Si je personnalise le guerrier masqué comme djihadiste, je
vois un homme qui fait la guerre sainte en tuant d'abord son petit
homme indigne de son idée de Dieu, ce petit cochon rose et terrorisé
blotti dans ce centre vif qu'est son regard, le regard que les anciens disaient être le
reflet et la fenêtre de notre âme. Un petit cochon tout rose qui serait son âme, n'est-ce pas le cauchemar suprême pour
un guerrier d'Allah ? Une âme rose et cochonne, comme une femme
- le cauchemar s'accentue - et que dès lors il tente d'effacer
de sa vision en la cachant sous
des couches et des couches de voiles, mais qu'il rencontre
chaque fois qu'elle le regarde, ce qui l'amène à la regarder le
moins possible et à la cacher encore plus, jusqu'à l'absurde de
la burka, espérant gommer ce qui le dévoile à lui-même.
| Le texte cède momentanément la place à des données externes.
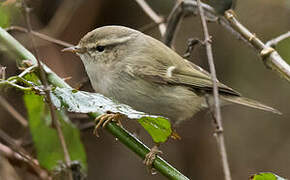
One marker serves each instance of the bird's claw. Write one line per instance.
(104, 119)
(150, 157)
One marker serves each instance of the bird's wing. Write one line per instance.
(181, 74)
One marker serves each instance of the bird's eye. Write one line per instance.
(100, 48)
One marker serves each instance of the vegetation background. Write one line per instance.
(256, 141)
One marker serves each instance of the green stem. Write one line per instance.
(20, 53)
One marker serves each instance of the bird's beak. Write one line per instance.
(74, 49)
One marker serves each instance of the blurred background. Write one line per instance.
(256, 141)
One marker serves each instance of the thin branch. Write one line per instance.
(44, 81)
(275, 41)
(40, 35)
(269, 55)
(2, 72)
(178, 12)
(13, 112)
(217, 111)
(21, 154)
(153, 15)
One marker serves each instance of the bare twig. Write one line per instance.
(20, 154)
(40, 35)
(62, 17)
(217, 112)
(47, 93)
(13, 112)
(2, 72)
(178, 12)
(269, 55)
(275, 41)
(152, 14)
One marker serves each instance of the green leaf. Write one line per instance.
(266, 176)
(83, 102)
(8, 13)
(45, 138)
(159, 128)
(283, 49)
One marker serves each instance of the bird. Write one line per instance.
(140, 71)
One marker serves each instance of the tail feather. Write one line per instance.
(250, 103)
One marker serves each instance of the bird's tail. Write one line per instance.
(250, 103)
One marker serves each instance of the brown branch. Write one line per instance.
(43, 80)
(40, 35)
(13, 112)
(180, 10)
(217, 111)
(275, 41)
(18, 153)
(153, 15)
(270, 56)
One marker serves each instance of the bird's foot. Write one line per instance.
(103, 120)
(150, 157)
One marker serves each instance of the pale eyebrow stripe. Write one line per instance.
(169, 71)
(114, 41)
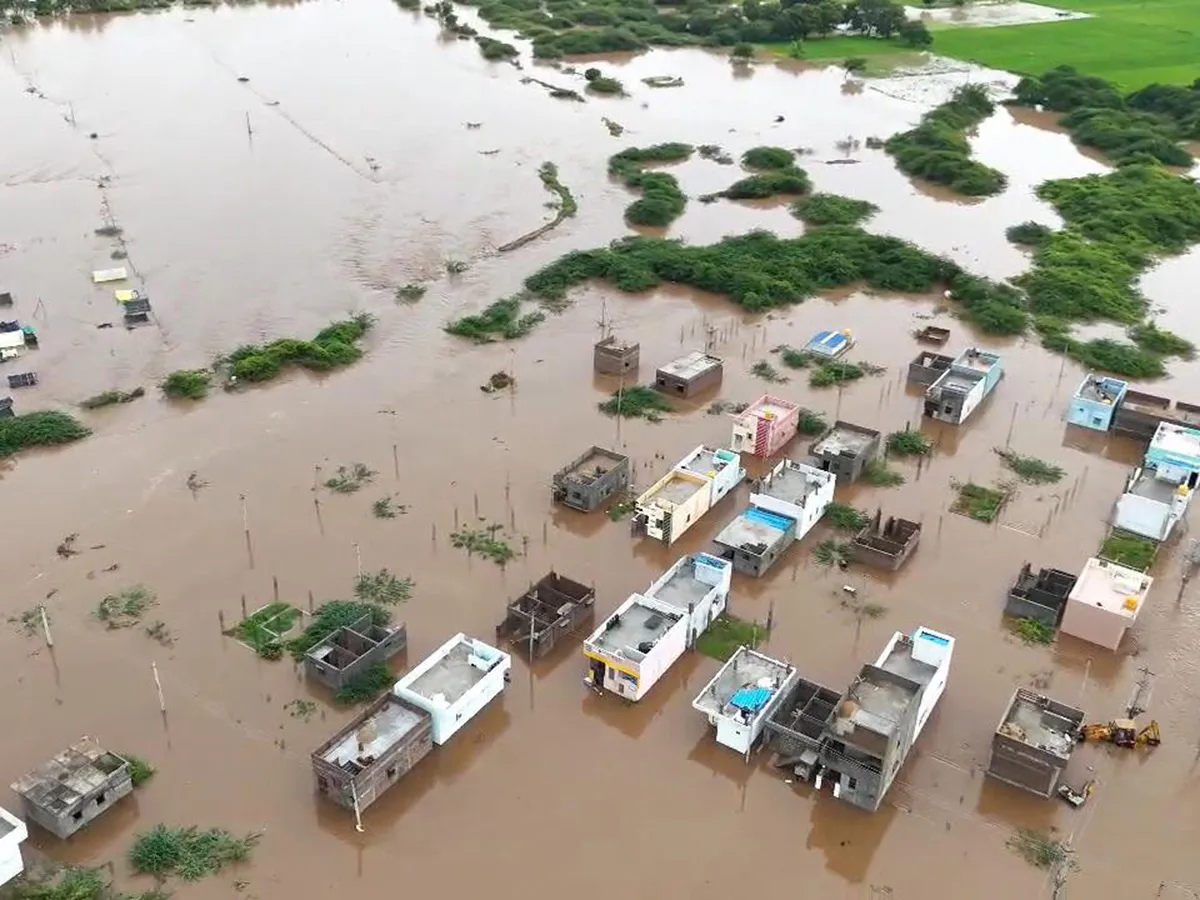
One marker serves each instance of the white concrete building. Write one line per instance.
(635, 646)
(1104, 603)
(455, 682)
(743, 695)
(12, 833)
(677, 501)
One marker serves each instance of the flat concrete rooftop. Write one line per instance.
(845, 438)
(1035, 725)
(694, 364)
(748, 531)
(451, 676)
(390, 725)
(637, 624)
(745, 669)
(683, 589)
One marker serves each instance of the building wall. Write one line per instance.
(1093, 624)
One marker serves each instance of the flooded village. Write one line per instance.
(643, 574)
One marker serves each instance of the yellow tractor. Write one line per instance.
(1122, 732)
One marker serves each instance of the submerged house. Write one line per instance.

Mais plus il l'encadre pour le dissimuler, plus l'acuité de ce
regard s'accentue. C'est l'impasse. Et plus l'étau se
ressère, plus montent la colère et de la haine. A
l'ultime, cet homme devient son propre
cauchemar, son propre démon, son emprise. Lui, et non pas l'étranger
qu'il tue et l'étrangère qu'il domine en l'écartant, dans les
deux sens du mot, et en
l'asservissant. Pas surprenant qu'il se soit caché jusque dans
mon dessin ! Et pas surprenant que j'aie pris autant de
temps à l'y et à m'y reconnaître !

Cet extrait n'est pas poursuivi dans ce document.